G. Kritik dan Kontribusi
Beberapa kritik yang disampaikan pada psikologi individual antara lain:
(1) Terlalu banyak menekankan pada tilikan intelektual dalam upaya perubahan.
(2) Penekanan yang berlebihan pada pengalaman, nilai dan minat subjektif sebagai penentu sikap.
(3) Meminimalkan faktor biologis dan riwayat era lalu
(4) Terlalu banyak menekankan tanggung jawab pada kemampuan diabnostik konselor.

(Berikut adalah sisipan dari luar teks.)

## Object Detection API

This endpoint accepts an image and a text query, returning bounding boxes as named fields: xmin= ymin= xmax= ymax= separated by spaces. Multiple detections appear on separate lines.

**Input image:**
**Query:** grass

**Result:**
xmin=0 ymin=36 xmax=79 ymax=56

Sementara itu donasi psikologi perorangan antara lain:
(1) Keyakinan yang optimistik bahwa setiap orang mampu berobah, dapat mencapai sesuatu, arah evaluasi insan bersifat konkret.
(2) Penekanan pada korelasi konseling selaku suatu media untuk mengganti klien.
(3) Menekankan bahwa masyarakat tidak sakit atau salah, akan namun manusianya yang sakit atau salah.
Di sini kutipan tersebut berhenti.